Kurz und gut: Der Cyberkrieg findet schon längst statt. Nicht ohne Grund führte die EU schon mehrere Cyberkrieg-Manöver durch. Cyberterrorismus sieht die NATO dagegen – zumindest offiziell – noch nicht als Bedrohung.

Und die Zukunft?

Experten sehen mehr server-spezifische Angriffe, auch Unix-basierte, auf die Welt zukommen. Client-Trojaner sind dabei nur die Träger, viel wichtiger für Cyberkriminelle und kriegführende Nationen ist das Zerstören wichtiger Infrastrukturen und damit der Server dahinter.
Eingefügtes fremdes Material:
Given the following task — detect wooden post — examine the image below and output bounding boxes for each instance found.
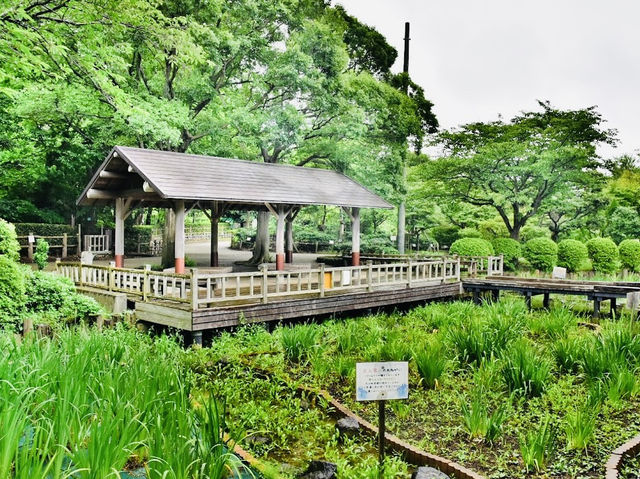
[318,263,324,298]
[174,200,185,274]
[351,208,360,266]
[114,198,125,268]
[276,206,286,271]
[260,264,269,304]
[191,268,200,311]
[27,233,33,260]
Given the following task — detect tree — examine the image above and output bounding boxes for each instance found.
[421,102,615,240]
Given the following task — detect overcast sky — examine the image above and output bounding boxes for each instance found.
[334,0,640,156]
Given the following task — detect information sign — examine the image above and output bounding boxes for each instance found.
[356,361,409,401]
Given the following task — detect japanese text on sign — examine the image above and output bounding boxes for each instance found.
[356,361,409,401]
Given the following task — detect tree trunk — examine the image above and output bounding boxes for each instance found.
[249,211,270,265]
[162,208,176,268]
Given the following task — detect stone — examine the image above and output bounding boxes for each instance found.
[411,466,450,479]
[336,416,360,437]
[298,461,338,479]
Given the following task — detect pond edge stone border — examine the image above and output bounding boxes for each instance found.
[604,434,640,479]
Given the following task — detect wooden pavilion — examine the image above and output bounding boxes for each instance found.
[77,146,392,273]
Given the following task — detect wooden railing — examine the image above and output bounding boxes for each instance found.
[57,259,460,311]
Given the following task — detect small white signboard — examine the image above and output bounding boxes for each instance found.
[356,361,409,401]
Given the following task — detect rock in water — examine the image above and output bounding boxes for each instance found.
[298,461,338,479]
[336,417,360,437]
[411,466,450,479]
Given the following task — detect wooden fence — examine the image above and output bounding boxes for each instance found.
[57,259,460,311]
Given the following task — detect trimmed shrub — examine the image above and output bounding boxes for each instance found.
[558,239,589,272]
[431,225,460,248]
[449,238,493,256]
[522,238,558,272]
[587,238,618,273]
[618,239,640,271]
[491,238,522,271]
[0,255,25,327]
[0,218,20,261]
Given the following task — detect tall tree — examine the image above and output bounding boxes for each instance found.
[422,102,615,239]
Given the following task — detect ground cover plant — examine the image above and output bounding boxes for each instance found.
[0,327,242,479]
[200,297,640,478]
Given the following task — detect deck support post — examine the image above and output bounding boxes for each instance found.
[609,298,618,318]
[524,291,531,311]
[351,208,360,266]
[491,289,500,303]
[174,200,185,274]
[593,297,600,319]
[542,293,551,309]
[114,198,126,268]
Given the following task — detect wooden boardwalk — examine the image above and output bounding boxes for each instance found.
[462,276,640,318]
[57,257,484,340]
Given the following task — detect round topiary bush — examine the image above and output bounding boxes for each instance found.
[522,238,558,272]
[618,239,640,271]
[0,218,20,261]
[491,238,522,271]
[587,238,618,273]
[449,238,493,256]
[558,239,589,272]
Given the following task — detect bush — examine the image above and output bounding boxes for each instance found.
[449,238,493,256]
[0,255,25,326]
[431,225,460,248]
[558,239,589,272]
[607,206,640,243]
[522,238,558,271]
[491,238,522,271]
[33,238,49,271]
[618,239,640,271]
[0,218,20,261]
[587,238,618,273]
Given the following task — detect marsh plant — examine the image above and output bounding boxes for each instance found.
[520,416,556,472]
[280,324,320,362]
[502,340,551,397]
[413,340,447,389]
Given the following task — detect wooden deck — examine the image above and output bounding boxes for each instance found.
[462,276,640,318]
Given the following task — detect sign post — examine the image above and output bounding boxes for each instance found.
[356,361,409,478]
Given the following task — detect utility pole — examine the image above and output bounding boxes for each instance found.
[396,22,410,254]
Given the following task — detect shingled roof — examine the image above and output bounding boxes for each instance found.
[77,146,392,208]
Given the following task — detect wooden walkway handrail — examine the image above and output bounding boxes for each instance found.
[56,258,470,311]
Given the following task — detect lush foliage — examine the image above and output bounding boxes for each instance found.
[523,238,558,271]
[558,239,589,272]
[0,218,20,261]
[449,238,493,256]
[618,239,640,271]
[491,238,522,271]
[587,238,618,273]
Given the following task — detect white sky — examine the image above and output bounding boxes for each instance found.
[334,0,640,156]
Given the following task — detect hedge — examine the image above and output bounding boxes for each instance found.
[449,238,493,256]
[491,238,522,271]
[587,238,618,273]
[558,239,589,272]
[522,238,558,272]
[618,239,640,271]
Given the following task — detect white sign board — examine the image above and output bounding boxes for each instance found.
[356,361,409,401]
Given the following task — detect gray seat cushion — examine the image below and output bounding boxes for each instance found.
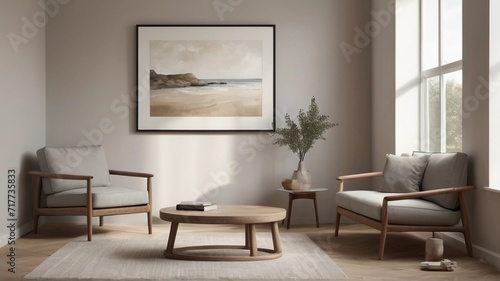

Mac-basierte Schädlinge wie “flashback”  greifen weiter an (hier wurde bereits ein Botnetz aus 700.000 Macs erkannt. Neue Schädlinge dieser Art werden kommen, sind sich die Experten sicher.

2012 tauchte auch ein erstes Rootkit für den Macintosh auf, fügt Christian Funk von Kaspersky an. Derartige Schädlinge, die sich unbemerkt im Systemkern einrichten, sind bislang vor allem unter Windows aktiv.

Der Trend laut Experten auf Security-Veranstaltungen: Angeblich sichere Betriebssysteme werden umgangen, als neue Bedrohungen kommen Multiplattform-Schädlinge. Außerdem sind Angriffe auf und von Cloud-Infrastrukturen zu erwarten. Die Securityindustrie, so die einhellige Meinung, muss das Blacklisting um Whitelisting erweitern, um Fehlalarme einzudämmen – und müssen dieses zugleich schützen, damit die Listen sauberer Websites nicht unterwandert werden. Dabei sei die Zusammenarbit vieler Hersteller und Nutzer wichtig, meint Chistian Funk von Kaspersky Labs – sonst werden wir der digitalen Gefahr nicht mehr Herr.